PL: Do you see them as related to your still lifes? I do. I think it’s important to keep that relationship, don’t you?
 
KNG: Definitely. The idea is this continuation of exploring femaleness. There are as many different ways that you can consider femaleness, feminism, sexuality, all those things. That’s an important and ongoing subject that I’m interested in. Especially this painting [Grab It By the Papaya, 2018], if you think about female sexuality and being looked at and portraiture of women, the traditional portraiture I mean, there is a definite connection between them.
 
PL: Usually, if artists make a dramatic change in their work — you’re making a subject matter change — they might decide to take color out completely, like if you’re an abstract painter you might decide to just do all black and white; and the they often start over with color again. But it’s interesting when I see your work, that besides the fact that you’re only painting women, it isn’t like that. How do you see this aspect of your work developing? Where do you see it going?
 
KNG: I just started, so I’m not really sure where it is going. My goal is to do at least thirty to forty portraits of women. A big room of thirty women. It would be a powerful statement. In the beginning I was going to do female painter friends, then it got expanded to women in the creative field.

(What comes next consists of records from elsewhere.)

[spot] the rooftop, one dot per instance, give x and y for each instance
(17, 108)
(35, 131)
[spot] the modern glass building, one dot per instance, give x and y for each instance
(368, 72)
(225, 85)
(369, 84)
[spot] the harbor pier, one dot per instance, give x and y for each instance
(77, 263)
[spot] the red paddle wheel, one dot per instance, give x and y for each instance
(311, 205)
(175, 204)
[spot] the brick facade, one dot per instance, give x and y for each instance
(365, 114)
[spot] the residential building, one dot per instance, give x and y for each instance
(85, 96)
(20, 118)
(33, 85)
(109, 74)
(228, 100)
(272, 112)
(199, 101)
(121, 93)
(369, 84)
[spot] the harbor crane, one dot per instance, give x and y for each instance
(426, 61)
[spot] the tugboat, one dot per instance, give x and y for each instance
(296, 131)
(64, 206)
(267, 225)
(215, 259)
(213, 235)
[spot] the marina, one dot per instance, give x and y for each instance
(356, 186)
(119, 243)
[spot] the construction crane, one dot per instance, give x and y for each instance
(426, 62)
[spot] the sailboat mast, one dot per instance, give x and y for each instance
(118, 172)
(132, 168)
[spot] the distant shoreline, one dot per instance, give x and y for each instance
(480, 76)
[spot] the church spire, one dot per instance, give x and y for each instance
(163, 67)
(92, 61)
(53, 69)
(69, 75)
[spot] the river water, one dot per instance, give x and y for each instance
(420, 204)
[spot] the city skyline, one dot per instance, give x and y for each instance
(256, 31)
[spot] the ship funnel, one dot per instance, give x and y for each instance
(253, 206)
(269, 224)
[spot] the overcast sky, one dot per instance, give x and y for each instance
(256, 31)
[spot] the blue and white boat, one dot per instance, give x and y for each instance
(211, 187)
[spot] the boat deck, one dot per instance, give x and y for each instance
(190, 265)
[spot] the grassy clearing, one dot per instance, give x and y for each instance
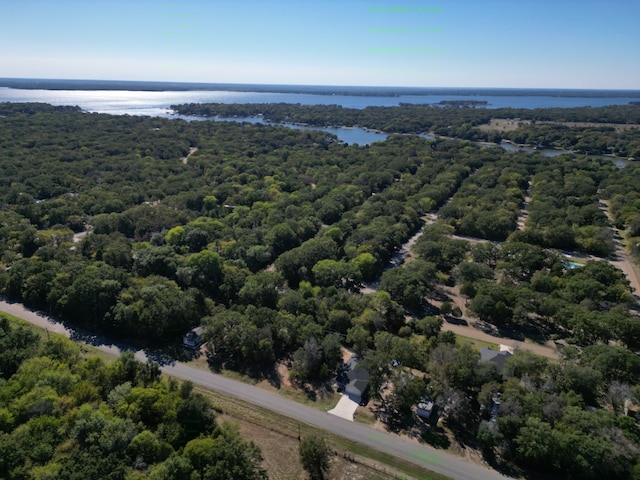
(373, 464)
(474, 343)
(365, 416)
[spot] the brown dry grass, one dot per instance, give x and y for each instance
(280, 453)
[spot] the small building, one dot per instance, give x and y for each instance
(358, 383)
(424, 408)
(193, 339)
(498, 358)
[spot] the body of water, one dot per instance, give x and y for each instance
(157, 103)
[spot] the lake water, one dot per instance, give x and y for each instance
(157, 103)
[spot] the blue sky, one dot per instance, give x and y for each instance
(442, 43)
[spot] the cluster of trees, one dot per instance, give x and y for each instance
(564, 211)
(589, 140)
(489, 201)
(568, 418)
(265, 236)
(621, 189)
(63, 415)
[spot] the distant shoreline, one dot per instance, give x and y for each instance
(119, 85)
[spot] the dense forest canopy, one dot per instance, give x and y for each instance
(142, 228)
(69, 417)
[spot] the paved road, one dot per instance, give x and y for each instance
(446, 464)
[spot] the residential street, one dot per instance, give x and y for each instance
(450, 465)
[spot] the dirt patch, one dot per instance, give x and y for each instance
(283, 375)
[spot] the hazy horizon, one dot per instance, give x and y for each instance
(77, 83)
(591, 45)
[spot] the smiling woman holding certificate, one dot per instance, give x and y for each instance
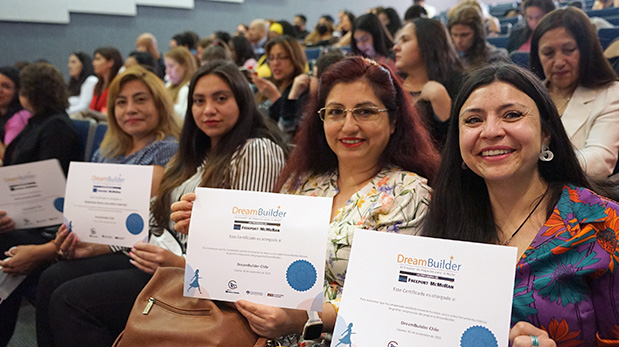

The painting is slow, but I’ve been taking photos. I’ve expanded it to including gender-fluid people. So the notion of women has expanded into that. I’m doing a couple of artists who are younger, female-identifying but anatomically male. From there, I think how it is evolving is the interactive feature: the interviewing, doing research and so on becoming an interesting and important part of the practice. The anthropological aspect is becoming very important. Because it is a very slow process I started doing watercolors of the subjects. There’s a parallel process. 
 
The painting itself is evolving. In 2016 I didn’t make any still life paintings or figure paintings. I was trying to make abstract paintings. I haven’t shown them to anyone. 
 
PL: Maybe that’s something you’ll come back to, with all the information and knowledge you’ve gained through this process. Or it might be that you were thinking to make a stronger break at this time and decided it wasn’t the right moment?
 
KNG: I was questioning whether I should do straightforward still life or make abstract paintings. Investing so much time in figure painting seems a little bit more interesting than still life, even though when I was doing still life I felt like I was doing a feminist gesture, because still life paintings are passé and unfashionable and I was bringing them back into contemporary dialogue. Figure painting has always been in contemporary dialogue. 
 
PL: Like Alex Katz and David Hockney. 
 
KNG: Yes, so I feel I am more in the contemporary art conversation by doing figure painting, so that is more interesting for me. I feel my studio practice became more interesting even just by changing the subject matter. In trying to do just abstract painting one year, what I learned is that I need the realism in terms of my studio practice. I think the way I paint is not because of ideas, but rather because of my interest in doing certain things. I start multiple paintings so I can work on different elements of the paintings. I can do realism one day, pattern another day, so that there is variation in my studio experience so that I don’t get bogged down in one thing. 
 
PL: It’s like cooking. I might say, “Today, I’ll make three different things, but I’ll cut all of the vegetables up at one time.”
 
KNG: That keeps it interesting in the studio and it’s slow painting, so it’s a way to keep me engaged. I think the watercolors especially take only about two days to do, so about eight hours.
 
PL: It gives you a sense of accomplishment, because that’s what motivates you to do more. 
 
KNG: Yes. I also like the immediacy. I see the results. I have to be a bit sparer and not go overboard on all the loading of elements. It’s the perfect antidote for what I do in these paintings. It’s something I’m really pleased to have found out.